What do you mean? I understand that 'setra' sets the readahead which
should not hurt sequential access. But I did try to take it down
without seeing any improvement:

# blockdev --setra 1024 /dev/md0
# cat /proc/mdstat
Personalities : [raid6] [raid5] [raid4]
md0 : active raid5 sda1[0] sdf1[5] sde1[4] sdd1[3] sdc1[2] sdb1[1]
      1562842880 blocks level 5, 256k chunk, algorithm 2 [6/6] [UUUUUU]
      [>....................]  check =  0.0% (51456/312568576) finish=2326.1min speed=2237K/sec

Anyway, I was not checking anything but doing a raid check which
I recall was doing much better (20M+) with 5 devices on older kernels.
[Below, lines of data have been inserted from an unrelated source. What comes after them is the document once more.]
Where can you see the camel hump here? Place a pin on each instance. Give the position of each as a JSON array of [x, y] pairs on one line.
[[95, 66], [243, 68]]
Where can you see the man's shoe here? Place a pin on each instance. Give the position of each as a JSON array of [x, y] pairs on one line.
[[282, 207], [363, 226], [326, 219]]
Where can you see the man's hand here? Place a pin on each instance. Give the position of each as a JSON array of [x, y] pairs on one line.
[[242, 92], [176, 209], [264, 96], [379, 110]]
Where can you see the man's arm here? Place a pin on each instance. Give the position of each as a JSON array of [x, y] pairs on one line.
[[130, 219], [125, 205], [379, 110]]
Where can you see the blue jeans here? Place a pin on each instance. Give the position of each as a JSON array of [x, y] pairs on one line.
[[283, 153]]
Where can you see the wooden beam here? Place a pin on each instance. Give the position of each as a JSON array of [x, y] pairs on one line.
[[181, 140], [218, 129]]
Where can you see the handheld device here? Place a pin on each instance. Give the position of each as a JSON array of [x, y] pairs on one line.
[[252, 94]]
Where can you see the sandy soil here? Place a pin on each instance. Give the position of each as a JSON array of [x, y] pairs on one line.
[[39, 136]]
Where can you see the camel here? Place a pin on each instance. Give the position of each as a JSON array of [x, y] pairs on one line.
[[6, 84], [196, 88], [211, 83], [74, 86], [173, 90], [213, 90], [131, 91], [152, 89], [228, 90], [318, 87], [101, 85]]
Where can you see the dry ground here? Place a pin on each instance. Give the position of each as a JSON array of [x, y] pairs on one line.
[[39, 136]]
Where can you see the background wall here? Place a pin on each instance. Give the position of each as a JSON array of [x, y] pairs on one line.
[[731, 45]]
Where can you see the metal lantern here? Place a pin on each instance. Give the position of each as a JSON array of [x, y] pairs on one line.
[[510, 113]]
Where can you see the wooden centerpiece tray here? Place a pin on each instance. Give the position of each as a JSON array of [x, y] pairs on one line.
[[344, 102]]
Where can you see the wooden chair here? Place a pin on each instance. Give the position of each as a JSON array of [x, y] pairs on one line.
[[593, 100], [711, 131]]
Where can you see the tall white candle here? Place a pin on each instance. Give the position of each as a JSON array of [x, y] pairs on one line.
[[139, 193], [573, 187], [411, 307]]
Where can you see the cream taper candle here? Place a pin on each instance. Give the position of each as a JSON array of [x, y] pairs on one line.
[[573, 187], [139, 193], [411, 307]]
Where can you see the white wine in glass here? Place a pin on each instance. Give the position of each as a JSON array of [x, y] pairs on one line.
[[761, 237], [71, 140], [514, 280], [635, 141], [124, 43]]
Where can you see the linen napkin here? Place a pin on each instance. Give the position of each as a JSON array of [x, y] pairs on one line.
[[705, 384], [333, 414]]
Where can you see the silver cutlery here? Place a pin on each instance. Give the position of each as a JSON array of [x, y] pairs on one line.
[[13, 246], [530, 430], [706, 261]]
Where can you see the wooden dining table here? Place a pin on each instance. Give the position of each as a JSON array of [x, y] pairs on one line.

>> The check logs the following:
>>
>> md: data-check of RAID array md0
>> md: minimum _guaranteed_  speed: 1000 KB/sec/disk.
>> md: using maximum available idle IO bandwidth (but not more than
>> 200000 KB/sec) for data-check.
>> md: using 128k window, over a total of 312568576 blocks.
>>
>> Does it need a larger window (whatever a window is)? If so, can it
>> be set dynamically?
>>
>> TIA
>>
>> -- 
>> Eyal Lebedinsky (eyal@eyal.emu.id.au) <http://samba.org/eyal/>

-- 
Eyal Lebedinsky (eyal@eyal.emu.id.au) <http://samba.org/eyal/>
	attach .zip as .dat

^ permalink raw reply	[flat|nested] 10+ messages in thread

* Re: slow 'check'
  2007-02-10  9:25 ` Justin Piszcz
@ 2007-02-10 10:15   ` Eyal Lebedinsky
  2007-02-10 10:23     ` Justin Piszcz
  0 siblings, 1 reply; 10+ messages in thread
From: Eyal Lebedinsky @ 2007-02-10 10:15 UTC (permalink / raw)
  To: Justin Piszcz; +Cc: linux-raid list

Justin Piszcz wrote:
> 
> 
> On Sat, 10 Feb 2007, Eyal Lebedinsky wrote:
> 
>> I have a six-disk RAID5 over sata. First two disks are on the mobo and
>> last four
>> are on a Promise SATA-II-150-TX4. The sixth disk was added recently
>> and I decided
>> to run a 'check' periodically, and started one manually to see how
>> long it should
>> take. Vanilla 2.6.20.
>>
>> A 'dd' test shows:
>>
>> # dd if=/dev/md0 of=/dev/null bs=1024k count=10240
>> 10240+0 records in
>> 10240+0 records out
>> 10737418240 bytes transferred in 84.449870 seconds (127145468 bytes/sec)
>>
>> This is good for this setup. A check shows:
>>
>> $ cat /proc/mdstat
>> Personalities : [raid6] [raid5] [raid4]
>> md0 : active raid5 sda1[0] sdf1[5] sde1[4] sdd1[3] sdc1[2] sdb1[1]
>>      1562842880 blocks level 5, 256k chunk, algorithm 2 [6/6] [UUUUUU]
>>      [>....................]  check =  0.8% (2518144/312568576)
>> finish=2298.3min speed=2246K/sec
>>
>> unused devices: <none>
>>
>> which is an order of magnitude slower (the speed is per-disk, call it
>> 13MB/s
>> for the six). There is no activity on the RAID. Is this expected? I
>> assume
>> that the simple dd does the same amount of work (don't we check parity on
>> read?).
>>
>> I have these tweaked at bootup:
>>     echo 4096 >/sys/block/md0/md/stripe_cache_size
>>     blockdev --setra 32768 /dev/md0
>>
>> Changing the above parameters seems to not have a significant effect.
>>
>> The check logs the following:
>>
>> md: data-check of RAID array md0
>> md: minimum _guaranteed_  speed: 1000 KB/sec/disk.
>> md: using maximum available idle IO bandwidth (but not more than
>> 200000 KB/sec) for data-check.
>> md: using 128k window, over a total of 312568576 blocks.
>>
>> Does it need a larger window (whatever a window is)? If so, can it
>> be set dynamically?
>>
>> TIA
>>
>> -- 
>> Eyal Lebedinsky (eyal@eyal.emu.id.au) <http://samba.org/eyal/>
>>     attach .zip as .dat
> 
> As you add disks onto the PCI bus it will get slower.  For 6 disks you
> should get faster than 2MB/s however..
> 
> You can try increasing the min speed of the raid rebuild.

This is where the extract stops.